I have consumed a lot of political media but I had no clue how many Republicans earned over 250k, otherwise, I definitely see the warp-ness.
I see the Fake News and I now realize how correct President Trump is about the news. They are extremely corrupt. Perhaps, as Klein points out, it isn’t their fault, but there are no checks and balances to wrest it under control or even any attempts to do anything more than give people what they want and provide click bait on social media.
“Politics is, first and foremost, driven by the people who pay the most attention and wield the most power — and those people opt in to extraordinarily politicized media. They then create the political system they perceive. The rest of the country then has to choose from more polarized options, and that in turn polarizes them — remember, the larger the difference between the parties, the more compelling it becomes for even the uninterested to choose a side.
“Journalists are hardly immune to these forces. We become more polarized, and more polarizing, when we start spending our time in polarizing environments. I have seen it in myself, and I have watched it in others: when we’re going for retweets, or when our main form of audience feedback is coming from partisan junkies on social media, it subtly but importantly warps our news judgement. It changes who we cover and what stories we chase. And when we cover politics in a more polarized way, anticipating or absorbing the tastes of a more polarized audience, we create a more polarized political reality.”

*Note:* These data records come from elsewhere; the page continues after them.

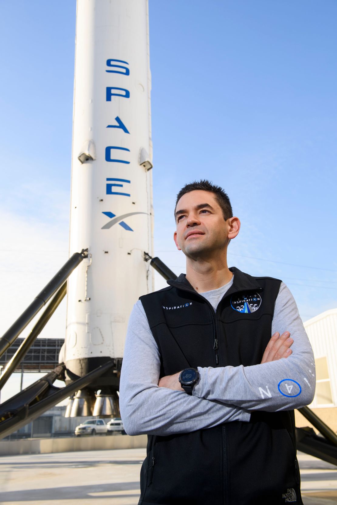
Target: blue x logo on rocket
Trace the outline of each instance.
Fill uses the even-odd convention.
[[[127,230],[128,231],[133,231],[132,228],[130,228],[128,225],[124,223],[122,219],[124,218],[127,218],[129,216],[134,216],[135,214],[147,214],[147,212],[128,212],[126,214],[122,214],[122,216],[116,216],[116,214],[113,214],[112,212],[102,212],[103,214],[105,216],[107,216],[108,218],[111,218],[111,220],[105,224],[104,226],[102,226],[101,230],[107,230],[112,226],[113,226],[114,224],[117,224],[118,223],[120,226],[123,228],[124,230]]]

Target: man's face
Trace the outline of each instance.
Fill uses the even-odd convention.
[[[207,257],[224,250],[230,220],[225,221],[213,193],[201,190],[186,193],[178,201],[175,217],[174,241],[186,256]]]

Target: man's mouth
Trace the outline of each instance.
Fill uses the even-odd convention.
[[[185,240],[187,240],[187,238],[193,238],[195,237],[200,237],[201,235],[205,235],[205,233],[203,233],[202,232],[200,231],[194,231],[192,233],[187,234],[186,236]]]

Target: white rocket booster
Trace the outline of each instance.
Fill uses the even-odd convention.
[[[147,0],[77,0],[67,380],[122,358],[128,319],[153,290]]]

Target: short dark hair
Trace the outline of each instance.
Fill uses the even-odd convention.
[[[213,182],[208,181],[207,179],[201,179],[200,181],[194,181],[194,182],[185,184],[184,187],[181,188],[179,191],[177,195],[177,199],[175,200],[175,207],[174,208],[175,219],[177,204],[180,199],[183,195],[185,194],[186,193],[189,193],[191,191],[196,191],[196,190],[208,191],[210,193],[213,193],[215,196],[215,199],[221,208],[225,221],[227,221],[229,218],[233,217],[233,210],[227,193],[220,186],[214,184]]]

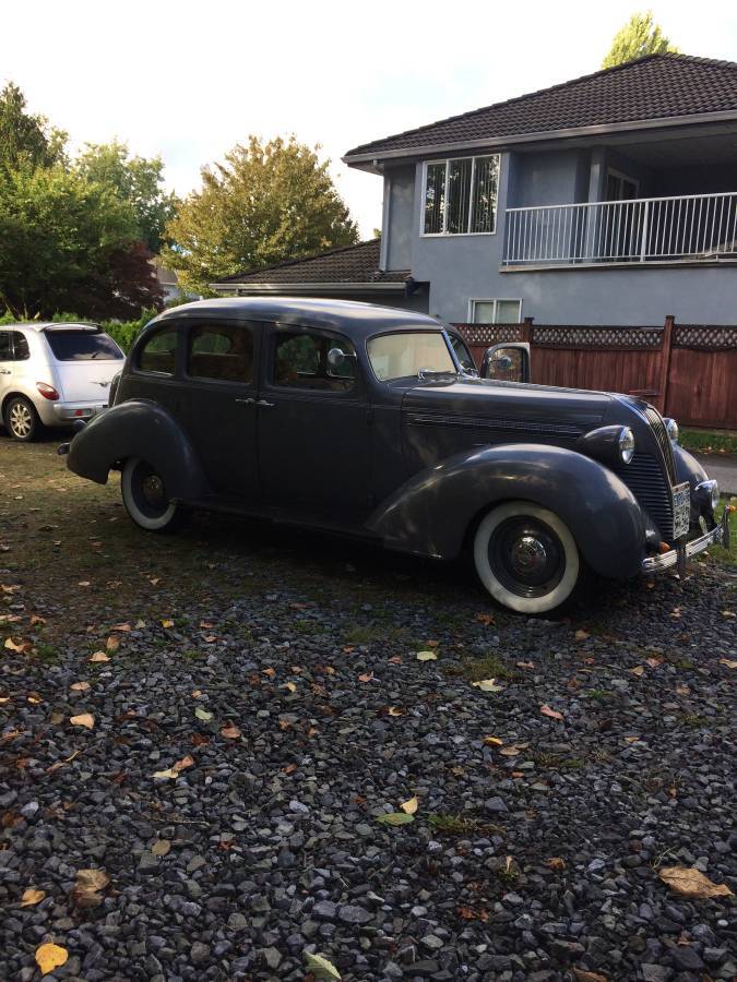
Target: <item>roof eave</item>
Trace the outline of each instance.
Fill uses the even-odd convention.
[[[664,116],[657,119],[629,120],[621,123],[605,123],[597,127],[570,127],[563,130],[537,130],[534,133],[508,134],[506,136],[483,136],[477,140],[462,140],[453,143],[428,143],[424,146],[404,146],[393,151],[371,151],[365,154],[346,154],[342,159],[348,167],[381,173],[383,160],[424,157],[430,154],[467,151],[477,147],[510,147],[521,143],[540,143],[554,140],[570,140],[576,136],[605,136],[639,130],[656,130],[673,127],[697,125],[699,123],[737,121],[734,109],[718,112],[702,112],[697,116]]]

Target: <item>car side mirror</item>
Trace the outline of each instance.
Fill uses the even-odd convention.
[[[499,382],[530,382],[530,345],[526,342],[503,342],[492,345],[484,354],[482,379]]]

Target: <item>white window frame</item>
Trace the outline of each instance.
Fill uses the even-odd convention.
[[[483,235],[483,232],[476,232],[476,235]],[[520,304],[520,320],[519,324],[522,323],[522,297],[471,297],[468,299],[468,320],[466,323],[475,324],[474,321],[474,304],[476,303],[494,303],[494,321],[492,324],[499,323],[497,321],[497,303],[519,303]],[[480,321],[478,323],[482,323]],[[486,323],[484,321],[483,323]],[[507,322],[506,322],[507,323]]]
[[[497,203],[494,209],[494,228],[489,232],[449,232],[445,231],[445,227],[448,224],[448,181],[450,178],[450,164],[451,160],[471,160],[471,189],[468,192],[468,225],[471,225],[471,217],[474,211],[474,177],[476,176],[476,160],[483,157],[497,157],[499,160],[499,166],[497,168]],[[459,239],[463,238],[463,236],[496,236],[497,233],[497,217],[499,212],[499,188],[501,187],[501,154],[467,154],[464,157],[438,157],[433,160],[424,160],[423,161],[423,197],[420,202],[420,212],[419,212],[419,235],[423,239],[440,239],[440,238],[452,238]],[[445,190],[443,201],[445,202],[445,207],[442,215],[442,231],[440,232],[426,232],[425,231],[425,203],[427,201],[427,168],[430,164],[444,164],[445,165]],[[467,226],[466,226],[467,227]]]

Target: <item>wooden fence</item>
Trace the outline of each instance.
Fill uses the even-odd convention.
[[[489,345],[528,342],[543,385],[641,396],[685,426],[737,429],[737,325],[456,324],[477,364]]]

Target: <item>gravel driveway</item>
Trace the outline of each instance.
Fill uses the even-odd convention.
[[[4,440],[0,550],[1,979],[737,974],[734,896],[658,875],[737,893],[734,567],[527,621],[460,566],[146,538]]]

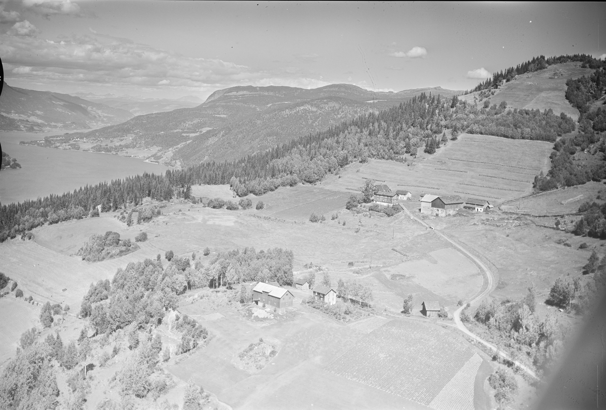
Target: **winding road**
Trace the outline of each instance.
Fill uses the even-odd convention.
[[[467,255],[468,257],[469,257],[471,260],[473,260],[474,262],[475,262],[475,263],[478,266],[478,267],[480,268],[480,271],[482,271],[482,272],[486,276],[486,278],[487,278],[487,280],[488,281],[488,284],[487,284],[487,286],[486,286],[486,289],[485,289],[479,295],[478,295],[478,296],[476,296],[476,297],[474,297],[471,301],[469,301],[469,303],[471,304],[475,304],[476,303],[478,303],[481,300],[482,300],[482,299],[484,299],[485,297],[486,297],[487,296],[488,296],[488,294],[490,293],[490,291],[492,290],[493,286],[493,285],[494,284],[494,277],[493,275],[492,272],[490,272],[490,270],[488,269],[488,268],[486,267],[486,265],[485,265],[484,263],[482,263],[482,261],[481,261],[479,259],[478,259],[478,258],[476,258],[471,252],[470,252],[468,250],[467,250],[467,249],[465,249],[464,247],[463,247],[462,246],[461,246],[461,245],[459,245],[458,243],[457,243],[456,242],[455,242],[453,240],[450,239],[450,238],[448,238],[448,237],[447,237],[445,235],[444,235],[442,232],[439,232],[438,230],[436,230],[435,228],[433,228],[431,226],[428,225],[424,221],[422,221],[421,219],[419,219],[419,218],[417,218],[416,217],[414,216],[412,213],[410,213],[410,212],[408,209],[406,209],[405,207],[404,206],[404,205],[401,205],[401,206],[404,210],[404,211],[408,215],[408,216],[410,217],[410,219],[412,219],[412,220],[414,220],[416,221],[417,222],[418,222],[419,223],[420,223],[421,225],[426,227],[427,229],[431,229],[436,234],[438,234],[438,235],[439,235],[439,236],[442,237],[442,238],[444,238],[445,240],[448,241],[451,244],[452,244],[453,246],[454,246],[456,248],[457,248],[458,249],[459,249],[459,250],[461,250],[465,255]],[[508,354],[507,354],[505,353],[504,353],[503,352],[501,351],[498,348],[496,348],[495,346],[494,346],[491,343],[490,343],[486,341],[484,339],[482,339],[481,337],[478,337],[475,334],[472,333],[471,331],[470,331],[470,330],[468,329],[467,329],[467,327],[465,327],[465,324],[464,324],[463,322],[461,321],[461,312],[463,311],[463,309],[465,308],[466,304],[467,304],[467,302],[464,303],[461,306],[460,306],[459,308],[459,309],[458,309],[454,312],[454,314],[453,314],[453,317],[454,317],[454,324],[456,325],[457,329],[458,329],[461,332],[462,332],[463,333],[465,334],[466,335],[467,335],[470,337],[473,338],[476,341],[476,342],[482,343],[482,344],[484,344],[486,347],[488,348],[491,350],[493,350],[493,351],[496,352],[498,354],[498,355],[499,356],[501,356],[501,357],[502,357],[503,358],[504,358],[504,359],[505,359],[507,360],[509,360],[510,361],[511,361],[511,362],[515,363],[516,366],[518,366],[521,369],[522,369],[523,371],[524,371],[524,372],[525,372],[527,374],[528,374],[532,376],[534,378],[538,380],[539,378],[537,377],[537,375],[534,373],[534,372],[533,372],[531,369],[528,368],[527,366],[526,366],[522,364],[519,361],[518,361],[517,360],[513,360],[509,356],[509,355],[508,355]]]

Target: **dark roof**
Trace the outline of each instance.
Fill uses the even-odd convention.
[[[375,184],[375,187],[378,189],[379,192],[384,191],[385,192],[388,192],[391,190],[391,189],[385,184]]]
[[[440,310],[440,303],[435,300],[431,300],[428,302],[423,302],[423,304],[425,305],[425,310],[426,311]]]
[[[375,193],[375,195],[378,197],[395,197],[397,193],[395,192],[388,192],[387,191],[377,191]]]
[[[333,289],[330,286],[325,286],[324,285],[322,284],[317,285],[315,287],[313,288],[314,292],[316,292],[319,294],[322,294],[322,295],[325,295],[331,291],[332,291],[335,293],[337,292],[336,291]]]
[[[449,195],[448,197],[440,197],[440,199],[445,204],[462,204],[464,201],[458,195]]]
[[[477,198],[468,198],[467,200],[465,201],[465,203],[470,205],[481,205],[482,206],[485,205],[487,203],[488,201],[486,200],[479,200]]]

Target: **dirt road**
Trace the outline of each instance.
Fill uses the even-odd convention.
[[[436,230],[433,227],[425,223],[425,221],[414,216],[404,206],[402,206],[402,208],[408,214],[408,215],[410,217],[411,219],[416,221],[421,225],[423,225],[424,226],[426,227],[427,229],[433,230],[437,235],[444,238],[445,240],[448,241],[451,244],[452,244],[452,245],[454,246],[454,247],[456,247],[457,249],[459,250],[461,252],[463,252],[463,254],[467,255],[468,258],[470,258],[472,261],[475,262],[476,264],[480,269],[480,271],[483,273],[483,274],[485,275],[486,278],[488,281],[488,284],[487,286],[486,286],[486,289],[485,289],[481,293],[480,293],[479,295],[474,297],[473,299],[472,299],[470,301],[468,301],[469,303],[470,303],[472,305],[476,304],[476,303],[478,303],[481,300],[484,299],[485,297],[488,296],[488,294],[490,293],[490,291],[492,291],[493,287],[494,284],[494,277],[492,273],[490,272],[490,269],[488,269],[488,268],[486,266],[482,263],[482,261],[476,258],[471,252],[468,251],[467,249],[465,249],[464,247],[459,245],[458,243],[457,243],[453,240],[448,238],[445,234],[442,234],[442,232],[438,230]],[[465,327],[465,324],[464,324],[463,322],[461,321],[461,312],[465,308],[467,302],[468,301],[464,301],[463,304],[461,307],[459,307],[459,309],[458,309],[454,312],[454,314],[453,314],[453,317],[454,319],[454,324],[456,326],[456,328],[461,332],[465,333],[466,335],[469,336],[470,337],[473,338],[476,341],[482,343],[482,344],[490,348],[490,349],[496,352],[499,354],[499,355],[502,357],[503,358],[515,363],[516,366],[519,366],[520,368],[521,368],[522,370],[526,372],[526,373],[530,375],[534,378],[538,379],[539,378],[537,377],[536,374],[531,369],[529,369],[526,366],[524,366],[519,361],[511,359],[511,358],[508,355],[504,353],[503,352],[500,351],[496,346],[493,346],[491,343],[490,343],[484,340],[484,339],[479,337],[477,335],[470,332],[469,329]]]

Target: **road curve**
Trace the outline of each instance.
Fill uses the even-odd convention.
[[[430,226],[429,225],[428,225],[424,221],[422,221],[422,220],[419,219],[418,218],[417,218],[416,217],[414,216],[404,206],[402,206],[401,207],[406,212],[406,213],[408,215],[408,216],[410,217],[410,219],[414,220],[416,221],[417,222],[418,222],[419,223],[420,223],[421,225],[423,225],[424,226],[426,227],[427,228],[431,229],[436,234],[437,234],[438,235],[439,235],[439,236],[442,237],[442,238],[444,238],[445,240],[446,240],[447,241],[448,241],[448,242],[450,242],[451,244],[452,244],[458,249],[459,249],[459,250],[461,250],[461,252],[462,252],[464,254],[465,254],[465,255],[467,255],[468,257],[469,257],[470,258],[471,258],[474,262],[476,263],[476,264],[478,265],[478,267],[480,268],[480,271],[482,271],[482,274],[485,275],[486,278],[487,278],[487,280],[488,281],[488,284],[486,286],[486,289],[485,289],[479,295],[478,295],[478,296],[476,296],[476,297],[474,297],[471,301],[469,301],[469,303],[470,303],[471,304],[474,304],[479,302],[481,300],[482,300],[482,299],[484,299],[487,296],[488,296],[488,294],[490,293],[490,291],[492,290],[493,285],[493,284],[494,283],[494,277],[493,275],[492,272],[490,272],[490,270],[488,269],[488,268],[486,266],[484,263],[482,263],[482,261],[481,261],[479,259],[478,259],[475,256],[474,256],[468,250],[467,250],[467,249],[465,249],[464,247],[463,247],[462,246],[461,246],[461,245],[459,245],[458,243],[457,243],[454,241],[452,240],[451,239],[450,239],[450,238],[448,238],[448,237],[447,237],[445,235],[444,235],[442,232],[439,232],[438,230],[436,230],[435,229],[434,229],[433,227],[432,227]],[[475,334],[472,333],[471,331],[470,331],[470,330],[468,329],[467,329],[467,327],[465,327],[465,324],[464,324],[463,322],[461,321],[461,312],[463,311],[463,309],[465,308],[465,305],[467,304],[467,301],[464,301],[464,303],[463,303],[462,306],[460,306],[459,308],[459,309],[458,309],[456,311],[455,311],[454,313],[453,314],[453,317],[454,319],[454,324],[456,326],[456,328],[459,330],[460,330],[461,332],[462,332],[463,333],[464,333],[466,335],[467,335],[468,336],[469,336],[470,337],[473,338],[473,339],[475,340],[476,342],[481,343],[482,344],[484,344],[484,346],[485,346],[486,347],[487,347],[489,349],[490,349],[491,350],[492,350],[492,351],[493,351],[494,352],[496,352],[497,354],[499,356],[501,356],[501,357],[502,357],[503,358],[504,358],[505,360],[509,360],[510,361],[511,361],[511,362],[515,363],[516,366],[518,366],[521,369],[522,369],[523,371],[524,371],[527,374],[528,374],[532,376],[534,378],[538,380],[539,378],[537,377],[537,375],[534,373],[534,372],[533,372],[531,369],[528,368],[527,366],[526,366],[522,364],[519,361],[518,361],[517,360],[513,360],[509,356],[509,355],[507,355],[505,353],[504,353],[503,352],[502,352],[500,350],[499,350],[498,348],[497,348],[496,346],[494,346],[494,345],[493,345],[491,343],[490,343],[486,341],[485,340],[484,340],[484,339],[481,338],[481,337],[479,337]]]

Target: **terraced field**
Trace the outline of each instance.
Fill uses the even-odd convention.
[[[433,155],[421,154],[410,165],[372,160],[345,170],[325,187],[351,193],[367,178],[404,189],[418,200],[421,192],[485,198],[493,204],[532,191],[535,175],[547,173],[550,143],[462,134]]]
[[[469,392],[459,397],[451,392],[449,383],[458,386],[460,380],[468,379],[473,407],[477,360],[466,364],[474,355],[471,348],[446,331],[393,320],[361,339],[326,370],[426,406],[436,397],[440,403],[467,403]]]

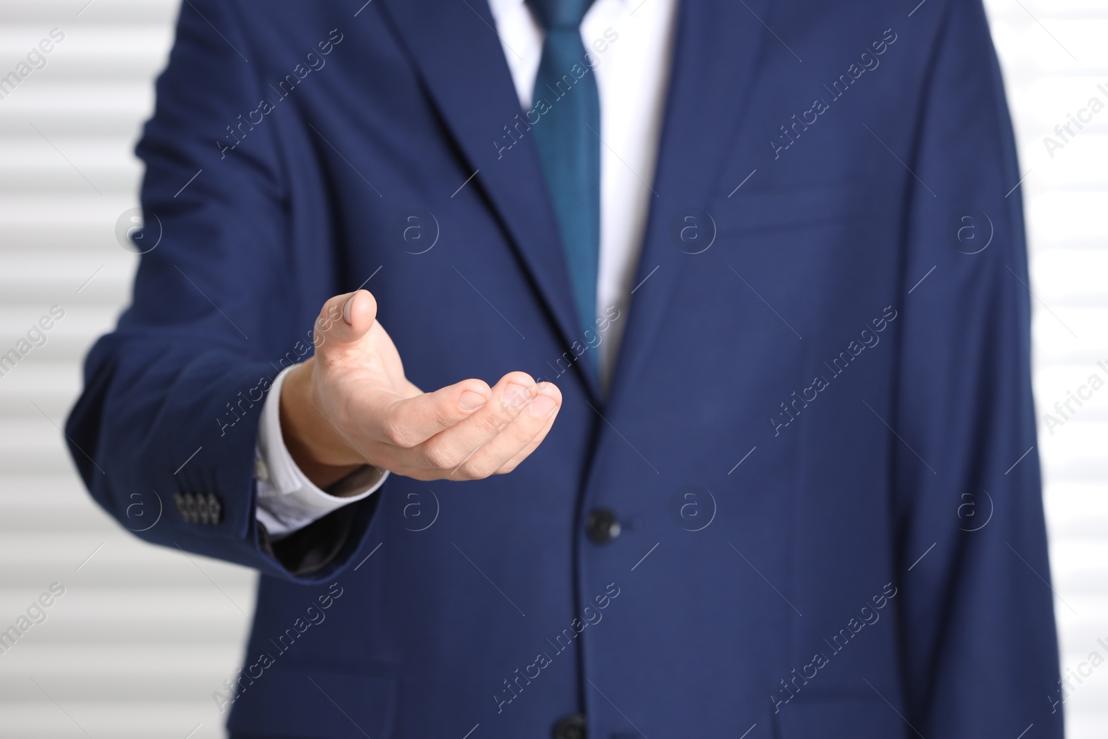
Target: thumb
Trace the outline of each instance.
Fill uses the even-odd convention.
[[[373,326],[377,300],[369,290],[336,295],[324,304],[316,319],[316,353],[351,349]]]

“Journalism academics have always known that newsworthiness, as the American press defines it, isn’t a system with any coherence to it. It doesn’t make any sense. It’s just a list of factors that occasionally come together to produce news. There’s no real logic to it, other than it’s a list of things that can make something news. The advantage of it is that it leaves maximum leeway for editors to say, ‘This is news,’ and, ‘That’s not news,’ and so it’s news if a journalist decides it’s news.”
After the insights there was an attempt to figure out how to bridge the gap, but he didn’t like his recommendations so of course no one else will. We will continue down this highly polarized, emotional and passionate path for many years to come unless someone steps up and breaks us away from this two party system.
And I don’t see that happening.
Then again, maybe the Millennials and the the GenZ’rs have it in them to break tradition. I can certainly dream.